As a perfect display of the city’s community spirit and the fact that friendship seems to fuel it all, the immediate response to Goodall’s idea was incredible as he said, “I was overwhelmed by the response from the local scene, and am hugely lucky to have so many compassionate and talented people around me that make this festival so special each year,” and it keeps getting more overwhelming.

“Initially, it was going to be a one-off event; we had just one venue (Green Door Store), ten bands and one day, and that seemed like a mountain to climb at the time. We raised over £1,500 for our charities, which is fantastic,” he recounted, but it was seeing the crowd connecting that motivated him to push it further.

“There seemed to be such an amazing community of people brought together for the festival, in a safe environment where they shared their own experiences with what is such a brutal and indiscriminate illness,” he explained, adding, “That was my main motivation for making Mumfest a recurring event. In year two, we moved into a multi-venue setting, adding Rossi Bar and Under The Bridge studios as stages.”

That year, the money raised doubled. In 2025, for its third year, another venue has been added, and the event has been extended to a two-day affair to level up again. All of this growth can happen for one reason and one reason only: the people of the city want to help each other out, and in Goodall’s eyes, Mumfest could really only happen in Brighton.

“All ships rise with the tide”.

“Brighton is unique, there is a huge, huge glut of creatives and musicians down here all trying to make their voices heard and a massive creative outlet that rarely disappoints,” he added. “However, that’s not the unique part. For me, the unique part is that instead of trying to outshine one another or use each other as stepping stones, everyone is seemingly each other’s biggest cheerleaders,” he said, noting that competitiveness has no place there.

While others paint the music world out to be a cut-throat, dog-eat-dog world, that’s simply not the ethos of the town. Instead, Goodall speaks of a different one: “I heard a band say at a show recently, ‘All ships rise with the tide’, and that’s largely the attitude here”.

As aptly as the name and the origin suggest, Goodall said, “Knowing each band personally through shows, friend groups, or just meeting people at the bar makes the whole festival feel like a family gathering of sorts.”

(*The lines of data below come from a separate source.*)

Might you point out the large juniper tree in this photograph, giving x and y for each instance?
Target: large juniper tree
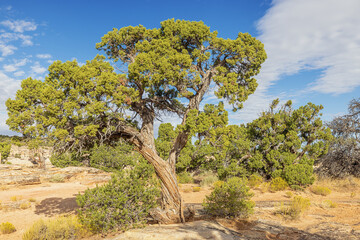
(165, 70)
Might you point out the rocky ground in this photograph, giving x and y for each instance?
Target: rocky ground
(52, 192)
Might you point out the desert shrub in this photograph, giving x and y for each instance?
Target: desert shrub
(57, 178)
(4, 150)
(185, 177)
(255, 180)
(110, 158)
(59, 228)
(319, 190)
(329, 204)
(297, 206)
(66, 159)
(278, 184)
(230, 199)
(122, 203)
(289, 194)
(299, 174)
(208, 179)
(7, 228)
(233, 170)
(264, 187)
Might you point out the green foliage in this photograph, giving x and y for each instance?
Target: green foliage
(56, 229)
(230, 199)
(4, 150)
(122, 203)
(255, 180)
(208, 178)
(112, 158)
(319, 190)
(7, 228)
(185, 177)
(278, 184)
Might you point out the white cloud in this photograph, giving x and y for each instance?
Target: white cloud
(43, 56)
(306, 35)
(38, 69)
(19, 25)
(13, 67)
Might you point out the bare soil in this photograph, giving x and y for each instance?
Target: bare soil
(54, 199)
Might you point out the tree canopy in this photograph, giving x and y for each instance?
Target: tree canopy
(164, 70)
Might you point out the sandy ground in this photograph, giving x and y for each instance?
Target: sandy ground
(53, 199)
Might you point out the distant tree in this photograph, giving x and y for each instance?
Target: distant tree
(166, 70)
(343, 158)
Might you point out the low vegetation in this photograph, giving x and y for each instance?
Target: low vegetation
(122, 203)
(293, 211)
(320, 190)
(230, 199)
(55, 229)
(7, 228)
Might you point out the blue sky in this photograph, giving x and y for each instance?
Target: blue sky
(313, 46)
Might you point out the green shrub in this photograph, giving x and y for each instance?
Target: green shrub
(230, 199)
(278, 184)
(7, 228)
(255, 180)
(208, 179)
(185, 177)
(59, 228)
(4, 150)
(122, 203)
(299, 174)
(110, 158)
(297, 206)
(319, 190)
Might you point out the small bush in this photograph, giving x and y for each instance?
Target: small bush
(264, 187)
(57, 178)
(319, 190)
(289, 194)
(25, 205)
(230, 199)
(297, 206)
(122, 203)
(59, 228)
(255, 180)
(7, 228)
(208, 179)
(278, 184)
(185, 177)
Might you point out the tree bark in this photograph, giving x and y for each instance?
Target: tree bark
(171, 203)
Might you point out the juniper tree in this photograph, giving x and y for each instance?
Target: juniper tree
(165, 70)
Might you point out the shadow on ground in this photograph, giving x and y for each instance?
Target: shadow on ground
(55, 206)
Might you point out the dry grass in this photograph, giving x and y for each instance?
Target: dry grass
(320, 190)
(7, 228)
(349, 184)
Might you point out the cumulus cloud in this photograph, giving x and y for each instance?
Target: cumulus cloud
(19, 25)
(305, 35)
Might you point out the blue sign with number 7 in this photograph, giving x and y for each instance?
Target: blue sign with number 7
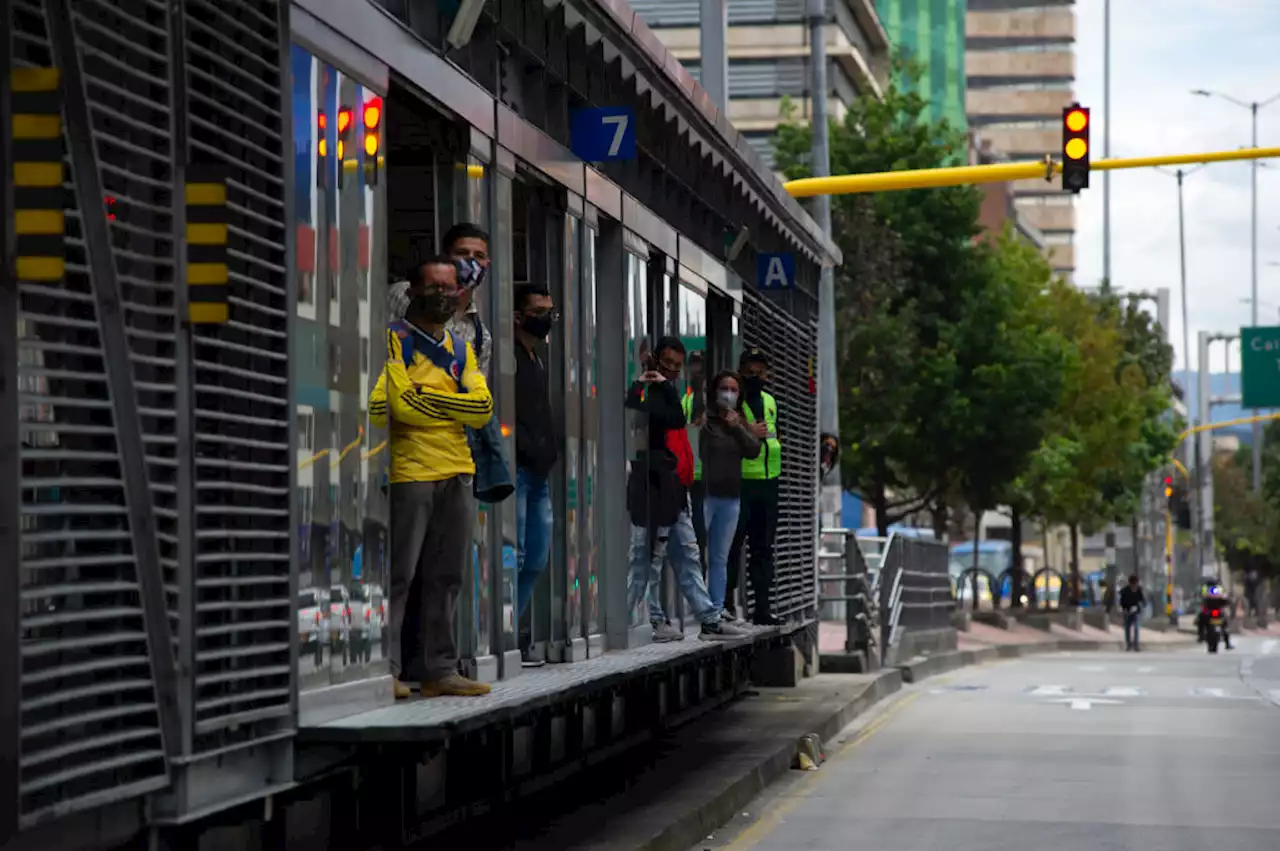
(598, 135)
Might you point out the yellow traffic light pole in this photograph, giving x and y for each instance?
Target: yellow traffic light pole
(999, 173)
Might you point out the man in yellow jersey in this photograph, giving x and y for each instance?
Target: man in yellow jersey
(430, 389)
(758, 520)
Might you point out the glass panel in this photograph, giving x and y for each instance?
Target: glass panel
(574, 503)
(638, 351)
(589, 567)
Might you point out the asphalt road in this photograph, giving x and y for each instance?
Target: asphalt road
(1086, 751)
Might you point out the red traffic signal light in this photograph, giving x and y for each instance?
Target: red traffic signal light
(1075, 147)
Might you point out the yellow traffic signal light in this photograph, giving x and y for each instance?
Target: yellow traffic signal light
(1075, 147)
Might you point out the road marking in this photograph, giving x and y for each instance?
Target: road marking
(1048, 691)
(1086, 703)
(772, 819)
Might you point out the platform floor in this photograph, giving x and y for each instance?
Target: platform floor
(426, 719)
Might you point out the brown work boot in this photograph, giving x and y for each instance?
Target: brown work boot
(455, 685)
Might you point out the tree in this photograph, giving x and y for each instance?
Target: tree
(908, 271)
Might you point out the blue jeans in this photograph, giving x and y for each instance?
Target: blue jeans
(721, 515)
(680, 541)
(533, 534)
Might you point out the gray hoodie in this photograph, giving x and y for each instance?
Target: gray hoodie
(722, 451)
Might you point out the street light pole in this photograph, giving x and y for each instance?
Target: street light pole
(1253, 106)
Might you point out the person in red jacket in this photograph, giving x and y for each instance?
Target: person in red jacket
(658, 502)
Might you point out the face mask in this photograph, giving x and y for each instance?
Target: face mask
(433, 307)
(536, 326)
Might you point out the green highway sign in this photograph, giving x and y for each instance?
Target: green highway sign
(1260, 367)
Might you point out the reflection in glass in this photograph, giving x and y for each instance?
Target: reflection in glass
(589, 566)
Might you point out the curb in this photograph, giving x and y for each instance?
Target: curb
(691, 827)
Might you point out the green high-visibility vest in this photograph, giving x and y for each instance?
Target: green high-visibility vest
(686, 405)
(768, 463)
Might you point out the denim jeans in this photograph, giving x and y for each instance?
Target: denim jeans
(721, 515)
(533, 534)
(680, 541)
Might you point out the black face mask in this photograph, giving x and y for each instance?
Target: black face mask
(433, 307)
(536, 325)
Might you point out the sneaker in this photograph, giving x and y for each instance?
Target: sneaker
(723, 631)
(455, 685)
(664, 632)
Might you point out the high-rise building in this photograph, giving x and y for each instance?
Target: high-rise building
(932, 33)
(1020, 69)
(768, 56)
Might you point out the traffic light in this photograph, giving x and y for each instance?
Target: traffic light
(1075, 147)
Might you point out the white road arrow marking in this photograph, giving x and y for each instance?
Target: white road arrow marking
(1086, 703)
(1050, 691)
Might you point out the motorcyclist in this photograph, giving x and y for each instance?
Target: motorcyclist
(1212, 596)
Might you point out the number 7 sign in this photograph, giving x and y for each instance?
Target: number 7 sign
(598, 135)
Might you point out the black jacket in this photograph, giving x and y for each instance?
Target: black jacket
(1130, 598)
(722, 451)
(536, 431)
(654, 493)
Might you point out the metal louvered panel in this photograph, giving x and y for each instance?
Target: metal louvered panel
(88, 728)
(795, 547)
(243, 611)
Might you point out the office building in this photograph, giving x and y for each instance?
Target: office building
(768, 56)
(1020, 68)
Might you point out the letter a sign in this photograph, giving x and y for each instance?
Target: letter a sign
(776, 271)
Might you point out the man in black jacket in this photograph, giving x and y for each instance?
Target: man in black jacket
(658, 502)
(1132, 603)
(536, 444)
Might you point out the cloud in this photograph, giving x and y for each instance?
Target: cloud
(1161, 50)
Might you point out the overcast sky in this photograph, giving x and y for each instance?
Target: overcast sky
(1161, 50)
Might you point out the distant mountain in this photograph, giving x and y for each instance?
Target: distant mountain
(1220, 384)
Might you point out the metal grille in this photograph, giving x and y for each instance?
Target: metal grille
(792, 349)
(88, 713)
(241, 401)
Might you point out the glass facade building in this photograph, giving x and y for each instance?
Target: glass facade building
(932, 33)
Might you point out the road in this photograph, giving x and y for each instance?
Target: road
(1153, 751)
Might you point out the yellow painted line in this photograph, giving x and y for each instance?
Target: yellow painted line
(206, 234)
(33, 79)
(39, 223)
(206, 195)
(27, 126)
(41, 268)
(755, 833)
(37, 174)
(208, 312)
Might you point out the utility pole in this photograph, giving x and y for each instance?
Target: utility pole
(828, 412)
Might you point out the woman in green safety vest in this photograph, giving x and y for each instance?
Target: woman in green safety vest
(758, 521)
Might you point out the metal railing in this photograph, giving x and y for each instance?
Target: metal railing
(887, 585)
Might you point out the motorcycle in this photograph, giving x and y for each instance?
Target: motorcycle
(1215, 627)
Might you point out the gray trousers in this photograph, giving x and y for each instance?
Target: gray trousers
(432, 526)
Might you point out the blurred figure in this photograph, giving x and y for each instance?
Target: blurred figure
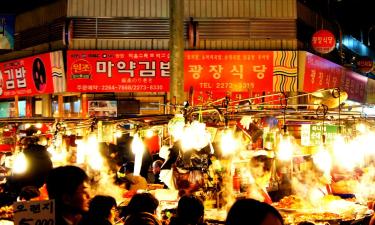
(39, 165)
(156, 165)
(102, 211)
(190, 211)
(68, 186)
(132, 182)
(143, 218)
(259, 213)
(29, 193)
(142, 202)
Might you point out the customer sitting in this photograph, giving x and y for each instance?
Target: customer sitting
(248, 210)
(102, 211)
(190, 211)
(67, 185)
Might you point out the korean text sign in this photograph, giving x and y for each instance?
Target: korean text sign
(26, 76)
(118, 71)
(236, 71)
(321, 73)
(34, 213)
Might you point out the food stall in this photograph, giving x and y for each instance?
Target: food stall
(292, 156)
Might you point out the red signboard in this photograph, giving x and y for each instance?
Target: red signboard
(221, 71)
(321, 73)
(118, 71)
(365, 64)
(27, 76)
(323, 41)
(355, 85)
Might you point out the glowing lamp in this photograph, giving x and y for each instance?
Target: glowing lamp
(20, 164)
(138, 149)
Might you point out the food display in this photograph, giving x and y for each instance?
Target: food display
(329, 208)
(6, 213)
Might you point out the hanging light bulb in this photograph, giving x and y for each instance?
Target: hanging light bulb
(138, 149)
(323, 160)
(20, 164)
(285, 148)
(228, 142)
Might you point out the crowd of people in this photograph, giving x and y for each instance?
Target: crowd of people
(68, 186)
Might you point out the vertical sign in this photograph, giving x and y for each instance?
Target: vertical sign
(234, 71)
(34, 75)
(6, 31)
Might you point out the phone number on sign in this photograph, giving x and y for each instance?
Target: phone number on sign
(120, 88)
(227, 85)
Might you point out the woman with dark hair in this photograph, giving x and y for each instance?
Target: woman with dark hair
(190, 211)
(251, 211)
(102, 211)
(142, 202)
(68, 186)
(141, 210)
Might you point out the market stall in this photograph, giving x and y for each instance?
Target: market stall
(271, 148)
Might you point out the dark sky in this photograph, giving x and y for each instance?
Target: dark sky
(19, 6)
(353, 15)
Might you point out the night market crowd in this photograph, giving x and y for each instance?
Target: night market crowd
(69, 187)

Built by the community but being for a cause so much bigger than them, it’s tough to think of a more idyllic example of exactly how the music world should be; seeing art as a community thing and then using it as a tool to help people and make change.

“It’s all about the community. We’re a not-for-profit festival, so people buying tickets know that every penny they spend is going to the causes we support; there is no middle man company taking a cut, no sponsors that have nefarious interests elsewhere,” Goodall said as the succinct reminder about why local-run events are so essential. But really, at the core for Goodall, there is one simple point of it all, which is “Just seeing my mum out and about again post treatment was an incredible thing for me”.